There is a long list of achievements to their credit having served for over two decades. Apart from providing beds, medical equipment, and running a blood bank, one of the most prominent of PAF’s achievements is present in the radiology department.
What was once a deserted ground littered with garbage and sewerage problems is now a two-storey building boasting a 24/7 CT scan facility, MRI, X-rays and a floor dedicated to ultrasound.
“The newest addition is a mammography machine for breast cancer patients — we have just installed it and not many know about it so we currently have only three to four patients coming in for that,” says Dr Tariq.
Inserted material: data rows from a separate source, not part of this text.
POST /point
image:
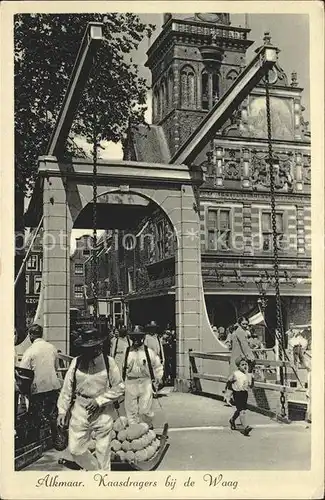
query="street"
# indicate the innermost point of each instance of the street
(200, 439)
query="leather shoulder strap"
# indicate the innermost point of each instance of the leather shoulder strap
(106, 360)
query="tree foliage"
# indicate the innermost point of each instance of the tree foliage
(46, 46)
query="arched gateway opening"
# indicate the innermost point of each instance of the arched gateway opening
(130, 191)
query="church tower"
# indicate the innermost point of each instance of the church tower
(193, 62)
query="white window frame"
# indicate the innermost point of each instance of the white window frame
(28, 265)
(37, 285)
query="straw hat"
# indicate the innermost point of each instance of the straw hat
(152, 327)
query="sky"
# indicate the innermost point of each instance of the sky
(289, 32)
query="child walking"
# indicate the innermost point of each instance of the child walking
(239, 381)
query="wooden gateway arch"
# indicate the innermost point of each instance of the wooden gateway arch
(62, 190)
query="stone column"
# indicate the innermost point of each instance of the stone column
(56, 263)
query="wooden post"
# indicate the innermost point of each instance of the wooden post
(196, 381)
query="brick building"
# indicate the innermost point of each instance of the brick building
(33, 275)
(193, 62)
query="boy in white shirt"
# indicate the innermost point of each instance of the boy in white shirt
(239, 381)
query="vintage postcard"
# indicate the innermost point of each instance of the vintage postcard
(162, 250)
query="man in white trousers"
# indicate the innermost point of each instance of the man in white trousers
(142, 372)
(92, 384)
(153, 341)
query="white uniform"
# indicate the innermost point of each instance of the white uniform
(138, 384)
(82, 426)
(118, 348)
(42, 358)
(154, 343)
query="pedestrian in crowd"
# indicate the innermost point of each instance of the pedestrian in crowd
(153, 341)
(239, 381)
(221, 334)
(119, 345)
(142, 373)
(42, 358)
(91, 386)
(240, 346)
(168, 341)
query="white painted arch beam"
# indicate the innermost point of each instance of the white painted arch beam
(91, 40)
(264, 60)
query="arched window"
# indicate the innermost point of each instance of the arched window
(215, 88)
(205, 90)
(188, 87)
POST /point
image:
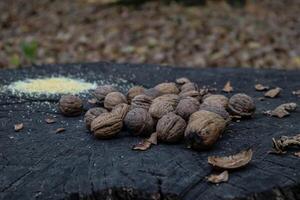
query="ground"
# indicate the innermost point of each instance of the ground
(263, 34)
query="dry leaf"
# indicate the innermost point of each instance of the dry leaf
(218, 178)
(19, 127)
(60, 130)
(231, 162)
(50, 120)
(282, 110)
(260, 87)
(273, 92)
(227, 87)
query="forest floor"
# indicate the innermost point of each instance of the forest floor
(264, 34)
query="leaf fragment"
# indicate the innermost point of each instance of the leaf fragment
(273, 92)
(18, 127)
(218, 178)
(227, 87)
(235, 161)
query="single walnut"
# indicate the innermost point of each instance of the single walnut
(241, 105)
(220, 110)
(167, 88)
(216, 100)
(101, 91)
(192, 93)
(113, 99)
(108, 125)
(70, 105)
(134, 91)
(139, 122)
(187, 106)
(163, 105)
(91, 114)
(141, 101)
(204, 129)
(170, 128)
(189, 87)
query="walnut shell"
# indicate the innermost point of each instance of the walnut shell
(101, 91)
(187, 106)
(189, 87)
(114, 98)
(108, 125)
(170, 128)
(220, 110)
(138, 121)
(216, 100)
(70, 105)
(163, 105)
(167, 88)
(204, 129)
(134, 91)
(91, 114)
(242, 105)
(141, 101)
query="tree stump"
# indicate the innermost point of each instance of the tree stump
(36, 163)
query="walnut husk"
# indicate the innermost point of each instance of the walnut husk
(70, 105)
(170, 128)
(204, 129)
(167, 88)
(91, 114)
(187, 106)
(134, 91)
(138, 121)
(241, 105)
(114, 98)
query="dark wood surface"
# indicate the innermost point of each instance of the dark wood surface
(36, 163)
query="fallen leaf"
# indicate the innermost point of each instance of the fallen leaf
(233, 161)
(273, 92)
(260, 87)
(218, 178)
(50, 120)
(227, 87)
(282, 110)
(19, 127)
(60, 130)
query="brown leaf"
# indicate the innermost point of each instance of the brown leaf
(282, 110)
(50, 120)
(273, 92)
(218, 178)
(227, 87)
(233, 161)
(19, 127)
(60, 130)
(260, 87)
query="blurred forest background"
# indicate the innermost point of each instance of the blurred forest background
(193, 33)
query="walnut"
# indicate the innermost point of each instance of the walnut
(189, 87)
(70, 105)
(141, 101)
(134, 91)
(91, 114)
(204, 129)
(167, 88)
(216, 100)
(101, 91)
(170, 128)
(163, 105)
(138, 121)
(108, 125)
(242, 105)
(114, 98)
(187, 106)
(220, 110)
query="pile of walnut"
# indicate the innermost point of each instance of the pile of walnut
(173, 112)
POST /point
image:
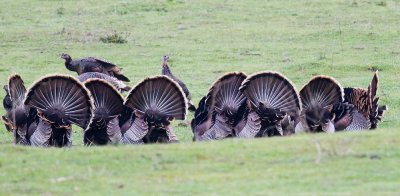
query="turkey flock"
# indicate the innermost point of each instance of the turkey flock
(263, 104)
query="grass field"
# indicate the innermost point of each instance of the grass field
(346, 39)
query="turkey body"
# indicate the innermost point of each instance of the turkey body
(94, 64)
(152, 104)
(119, 85)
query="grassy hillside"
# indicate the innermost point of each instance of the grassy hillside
(344, 39)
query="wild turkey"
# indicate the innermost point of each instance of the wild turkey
(7, 104)
(59, 101)
(153, 104)
(221, 109)
(167, 72)
(366, 102)
(93, 64)
(119, 85)
(324, 109)
(109, 105)
(273, 101)
(16, 116)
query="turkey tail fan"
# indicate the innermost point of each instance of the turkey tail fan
(359, 98)
(61, 100)
(16, 89)
(158, 97)
(319, 96)
(273, 90)
(323, 90)
(108, 102)
(224, 94)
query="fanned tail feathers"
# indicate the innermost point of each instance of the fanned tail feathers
(158, 97)
(273, 90)
(61, 100)
(319, 96)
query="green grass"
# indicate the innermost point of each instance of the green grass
(205, 39)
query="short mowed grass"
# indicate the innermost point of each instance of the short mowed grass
(348, 40)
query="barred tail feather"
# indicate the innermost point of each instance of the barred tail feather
(323, 90)
(159, 96)
(273, 90)
(62, 100)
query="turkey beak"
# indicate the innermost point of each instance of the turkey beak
(329, 128)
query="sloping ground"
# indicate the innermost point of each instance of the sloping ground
(357, 162)
(205, 39)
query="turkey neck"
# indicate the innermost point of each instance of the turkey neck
(69, 66)
(166, 70)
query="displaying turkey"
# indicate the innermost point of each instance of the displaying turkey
(108, 103)
(167, 72)
(16, 116)
(59, 101)
(273, 101)
(324, 109)
(221, 109)
(93, 64)
(366, 102)
(153, 103)
(119, 85)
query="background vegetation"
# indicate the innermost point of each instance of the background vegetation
(346, 39)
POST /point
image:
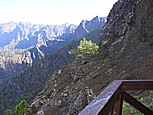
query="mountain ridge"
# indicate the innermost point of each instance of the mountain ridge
(126, 53)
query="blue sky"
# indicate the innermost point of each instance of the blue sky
(53, 11)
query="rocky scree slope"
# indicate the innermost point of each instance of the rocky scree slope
(125, 53)
(28, 83)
Critically, most of these facilities are provided with little or no cost to the patient. “The CT scan and MRI have a meager charge but if patients cannot afford that too, we cover up the expense through the Zakat fund,” adds the doctor.
It is almost impossible to not be overwhelmed by the structure, cleanliness and the amount of work in the pipeline at the hospital.
“Why do you think people donate to Edhi, or The Citizen’s Foundation? It is because they are reliable and people trust them. Similarly, PAF has made a name for itself and people contribute because they know their money will be spent in the right way,” says Agha Mehmood, General Manager of PAF.
To overcome shortage of medicines, Mr Agha talks about their deal with a small store named HOPE across the road from JPMC. “The patients can buy medicines from this store and the requisition at the end of the month is paid by PAF.”
“The owner of this store is known for his honesty and people at times directly give him thousands of rupees to give free medicines to whoever needs it.”